But he was born and bred in a universe of privilege and access, and then afforded opportunities and the benefit of the doubt from men who looked like him. Among them: Circuit Court Judge Alex Kozinski, for whom Kavanaugh clerked, and who was eventually felled by accusations of pervasive and blatant harassment and assault of female clerks and employees, including showing them explicit pornographic images and circulating such images on an email list. Kozinski and Kavanaugh wrote a book together and spoke on the same panels; Kozinski also helped screen clerks for Supreme Court Justice Anthony Kennedy and invited Kavanaugh to assist him. Kavanaugh got the clerkship in the first place because he played basketball with Yale law professor George L. Priest, whom Kozinski called for a clerk recommendation. Priest suggested Kavanaugh, who wasn’t a hugely impressive student, “but I got to know his character from basketball,” Priest told Pogrebin and Kelly.
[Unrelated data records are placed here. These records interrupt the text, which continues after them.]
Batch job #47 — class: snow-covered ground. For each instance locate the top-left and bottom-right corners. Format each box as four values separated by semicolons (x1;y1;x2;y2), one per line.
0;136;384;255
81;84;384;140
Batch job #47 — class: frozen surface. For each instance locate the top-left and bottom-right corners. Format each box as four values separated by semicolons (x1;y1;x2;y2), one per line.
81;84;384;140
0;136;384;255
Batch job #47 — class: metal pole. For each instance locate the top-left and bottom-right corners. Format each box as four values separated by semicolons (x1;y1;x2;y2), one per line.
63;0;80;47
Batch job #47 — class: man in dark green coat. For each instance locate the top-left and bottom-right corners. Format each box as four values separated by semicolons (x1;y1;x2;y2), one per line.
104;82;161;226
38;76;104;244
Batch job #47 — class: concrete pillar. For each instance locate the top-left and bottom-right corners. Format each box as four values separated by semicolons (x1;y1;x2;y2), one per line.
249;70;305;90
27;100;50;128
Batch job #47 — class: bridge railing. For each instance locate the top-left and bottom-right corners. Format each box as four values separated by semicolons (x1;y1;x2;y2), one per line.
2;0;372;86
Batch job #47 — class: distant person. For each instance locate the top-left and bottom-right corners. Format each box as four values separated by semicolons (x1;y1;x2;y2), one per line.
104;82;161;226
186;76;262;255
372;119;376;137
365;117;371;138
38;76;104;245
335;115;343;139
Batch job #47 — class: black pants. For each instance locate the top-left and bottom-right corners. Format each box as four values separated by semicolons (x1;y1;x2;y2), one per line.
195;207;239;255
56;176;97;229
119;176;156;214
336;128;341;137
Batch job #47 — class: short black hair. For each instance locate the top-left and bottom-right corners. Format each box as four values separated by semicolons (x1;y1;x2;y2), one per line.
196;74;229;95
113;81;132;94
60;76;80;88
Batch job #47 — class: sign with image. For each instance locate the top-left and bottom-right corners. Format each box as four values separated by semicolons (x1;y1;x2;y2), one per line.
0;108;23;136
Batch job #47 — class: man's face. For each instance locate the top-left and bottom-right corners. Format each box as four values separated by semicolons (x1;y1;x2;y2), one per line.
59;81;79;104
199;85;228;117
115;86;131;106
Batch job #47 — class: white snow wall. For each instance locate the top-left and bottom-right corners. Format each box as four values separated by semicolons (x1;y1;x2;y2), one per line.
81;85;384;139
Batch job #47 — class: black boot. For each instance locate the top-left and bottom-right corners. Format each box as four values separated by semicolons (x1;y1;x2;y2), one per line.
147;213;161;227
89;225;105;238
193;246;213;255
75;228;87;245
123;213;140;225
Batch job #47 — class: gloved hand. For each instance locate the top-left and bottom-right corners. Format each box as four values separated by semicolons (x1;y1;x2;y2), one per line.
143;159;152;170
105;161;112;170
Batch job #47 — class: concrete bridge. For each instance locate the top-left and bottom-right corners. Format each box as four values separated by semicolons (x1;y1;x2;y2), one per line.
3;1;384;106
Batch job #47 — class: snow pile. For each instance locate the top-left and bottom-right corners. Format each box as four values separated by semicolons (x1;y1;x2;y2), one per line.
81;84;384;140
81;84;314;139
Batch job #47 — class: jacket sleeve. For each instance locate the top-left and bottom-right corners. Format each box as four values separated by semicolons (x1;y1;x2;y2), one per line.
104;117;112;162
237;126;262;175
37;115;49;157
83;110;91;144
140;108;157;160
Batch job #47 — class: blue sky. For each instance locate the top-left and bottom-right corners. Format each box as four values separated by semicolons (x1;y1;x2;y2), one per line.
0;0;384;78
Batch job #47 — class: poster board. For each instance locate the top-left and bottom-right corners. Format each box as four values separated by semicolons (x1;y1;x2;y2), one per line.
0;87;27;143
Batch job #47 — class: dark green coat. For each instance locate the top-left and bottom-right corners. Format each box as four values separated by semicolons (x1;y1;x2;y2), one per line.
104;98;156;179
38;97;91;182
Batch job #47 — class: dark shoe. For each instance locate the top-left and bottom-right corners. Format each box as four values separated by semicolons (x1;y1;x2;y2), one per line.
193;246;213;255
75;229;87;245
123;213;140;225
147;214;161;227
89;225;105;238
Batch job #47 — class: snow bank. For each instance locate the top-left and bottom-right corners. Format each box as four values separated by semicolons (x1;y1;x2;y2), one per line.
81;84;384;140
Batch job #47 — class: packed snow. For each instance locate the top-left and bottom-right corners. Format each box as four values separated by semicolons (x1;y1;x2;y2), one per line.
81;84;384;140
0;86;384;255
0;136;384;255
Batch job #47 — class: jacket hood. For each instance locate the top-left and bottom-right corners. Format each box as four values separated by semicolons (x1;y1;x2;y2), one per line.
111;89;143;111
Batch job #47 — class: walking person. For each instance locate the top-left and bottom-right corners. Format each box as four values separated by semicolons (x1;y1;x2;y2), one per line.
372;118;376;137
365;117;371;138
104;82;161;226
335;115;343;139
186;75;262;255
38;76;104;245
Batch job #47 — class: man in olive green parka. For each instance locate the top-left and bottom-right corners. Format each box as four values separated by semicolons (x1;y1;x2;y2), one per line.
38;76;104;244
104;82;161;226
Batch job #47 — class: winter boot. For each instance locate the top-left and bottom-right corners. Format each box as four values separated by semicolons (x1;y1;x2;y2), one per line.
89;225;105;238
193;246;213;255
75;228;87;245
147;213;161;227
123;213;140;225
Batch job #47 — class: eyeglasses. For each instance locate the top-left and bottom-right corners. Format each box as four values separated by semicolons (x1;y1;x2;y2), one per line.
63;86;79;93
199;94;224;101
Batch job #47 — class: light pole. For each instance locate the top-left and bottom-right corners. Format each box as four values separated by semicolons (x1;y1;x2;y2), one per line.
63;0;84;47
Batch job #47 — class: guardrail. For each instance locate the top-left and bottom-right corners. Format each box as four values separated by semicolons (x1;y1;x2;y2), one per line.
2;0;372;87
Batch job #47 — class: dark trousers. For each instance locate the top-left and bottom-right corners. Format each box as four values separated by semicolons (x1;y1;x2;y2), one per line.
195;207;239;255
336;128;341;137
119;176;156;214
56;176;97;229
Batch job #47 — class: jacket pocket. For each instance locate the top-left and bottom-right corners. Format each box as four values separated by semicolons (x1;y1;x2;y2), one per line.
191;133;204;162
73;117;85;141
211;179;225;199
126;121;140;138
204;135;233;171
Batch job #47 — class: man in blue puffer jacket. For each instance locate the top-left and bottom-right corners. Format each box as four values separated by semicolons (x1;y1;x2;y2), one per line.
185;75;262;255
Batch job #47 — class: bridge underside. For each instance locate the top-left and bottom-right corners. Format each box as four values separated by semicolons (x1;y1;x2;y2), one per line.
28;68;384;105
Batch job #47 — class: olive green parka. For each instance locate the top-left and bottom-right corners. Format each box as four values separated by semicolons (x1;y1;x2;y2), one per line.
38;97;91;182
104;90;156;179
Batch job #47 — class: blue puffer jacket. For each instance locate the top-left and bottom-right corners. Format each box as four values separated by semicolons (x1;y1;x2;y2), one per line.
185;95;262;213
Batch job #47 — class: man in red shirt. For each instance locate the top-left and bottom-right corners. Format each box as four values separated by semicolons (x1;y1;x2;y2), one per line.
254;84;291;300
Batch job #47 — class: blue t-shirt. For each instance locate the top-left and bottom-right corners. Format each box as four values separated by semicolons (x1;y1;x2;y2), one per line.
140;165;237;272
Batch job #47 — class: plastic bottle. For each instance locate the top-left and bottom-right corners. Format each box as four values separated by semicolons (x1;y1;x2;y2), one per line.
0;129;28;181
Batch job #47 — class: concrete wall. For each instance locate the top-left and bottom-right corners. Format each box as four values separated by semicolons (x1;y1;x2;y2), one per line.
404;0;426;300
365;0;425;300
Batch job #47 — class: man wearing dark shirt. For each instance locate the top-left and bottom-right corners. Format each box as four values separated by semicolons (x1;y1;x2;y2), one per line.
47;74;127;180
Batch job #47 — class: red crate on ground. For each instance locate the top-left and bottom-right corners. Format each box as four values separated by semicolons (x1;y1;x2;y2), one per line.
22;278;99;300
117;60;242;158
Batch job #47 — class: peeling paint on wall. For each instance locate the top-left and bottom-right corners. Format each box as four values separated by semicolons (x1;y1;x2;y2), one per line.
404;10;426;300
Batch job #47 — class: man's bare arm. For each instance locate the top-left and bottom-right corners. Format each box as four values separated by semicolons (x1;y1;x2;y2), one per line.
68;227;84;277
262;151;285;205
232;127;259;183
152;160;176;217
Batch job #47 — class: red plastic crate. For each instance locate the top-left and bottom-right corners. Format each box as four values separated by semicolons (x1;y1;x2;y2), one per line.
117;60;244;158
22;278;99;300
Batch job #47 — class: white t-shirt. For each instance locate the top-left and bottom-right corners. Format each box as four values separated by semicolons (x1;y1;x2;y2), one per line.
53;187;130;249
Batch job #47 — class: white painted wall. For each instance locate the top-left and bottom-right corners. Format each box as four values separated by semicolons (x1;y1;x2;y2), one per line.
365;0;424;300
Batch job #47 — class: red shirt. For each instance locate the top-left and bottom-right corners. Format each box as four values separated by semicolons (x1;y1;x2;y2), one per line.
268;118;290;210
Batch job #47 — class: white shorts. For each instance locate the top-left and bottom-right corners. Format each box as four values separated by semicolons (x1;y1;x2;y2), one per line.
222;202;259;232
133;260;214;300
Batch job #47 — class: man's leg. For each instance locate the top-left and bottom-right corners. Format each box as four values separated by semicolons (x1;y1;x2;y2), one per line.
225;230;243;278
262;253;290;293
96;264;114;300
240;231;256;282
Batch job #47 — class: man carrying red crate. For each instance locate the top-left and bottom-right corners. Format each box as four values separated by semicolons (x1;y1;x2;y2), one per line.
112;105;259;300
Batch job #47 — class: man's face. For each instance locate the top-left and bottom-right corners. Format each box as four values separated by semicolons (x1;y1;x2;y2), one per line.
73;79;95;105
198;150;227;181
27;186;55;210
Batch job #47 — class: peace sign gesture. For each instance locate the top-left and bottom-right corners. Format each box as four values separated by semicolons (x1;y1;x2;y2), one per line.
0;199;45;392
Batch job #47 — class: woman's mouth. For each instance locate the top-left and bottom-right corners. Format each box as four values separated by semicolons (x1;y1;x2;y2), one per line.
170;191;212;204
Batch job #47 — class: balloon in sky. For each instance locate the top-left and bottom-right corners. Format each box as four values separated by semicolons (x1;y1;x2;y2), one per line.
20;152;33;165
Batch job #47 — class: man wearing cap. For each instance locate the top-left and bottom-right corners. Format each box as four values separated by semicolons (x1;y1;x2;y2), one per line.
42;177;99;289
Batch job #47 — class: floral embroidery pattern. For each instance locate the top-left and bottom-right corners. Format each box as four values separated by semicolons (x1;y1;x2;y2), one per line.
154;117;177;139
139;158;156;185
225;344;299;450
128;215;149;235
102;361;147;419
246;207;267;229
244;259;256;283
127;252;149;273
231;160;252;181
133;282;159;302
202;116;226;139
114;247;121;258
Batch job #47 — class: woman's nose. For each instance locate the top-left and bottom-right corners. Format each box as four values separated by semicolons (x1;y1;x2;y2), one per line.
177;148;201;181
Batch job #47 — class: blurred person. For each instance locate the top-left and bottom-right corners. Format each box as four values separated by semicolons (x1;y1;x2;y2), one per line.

Once Kavanaugh was a judge himself, he hired Kozinski’s son as a clerk, despite the junior Kozinski’s mediocre grades.

 

Kavanaugh made and remade himself in the image of these men, and so despite being good but not wildly special, he was eventually elevated to the height of his profession.

The Kavanaugh story, in short, is one of privilege. This happens to be at the root of a lot more in current political tribulations than Kavanaugh’s seat on the Supreme Court. Those that have it are reluctant to give it up.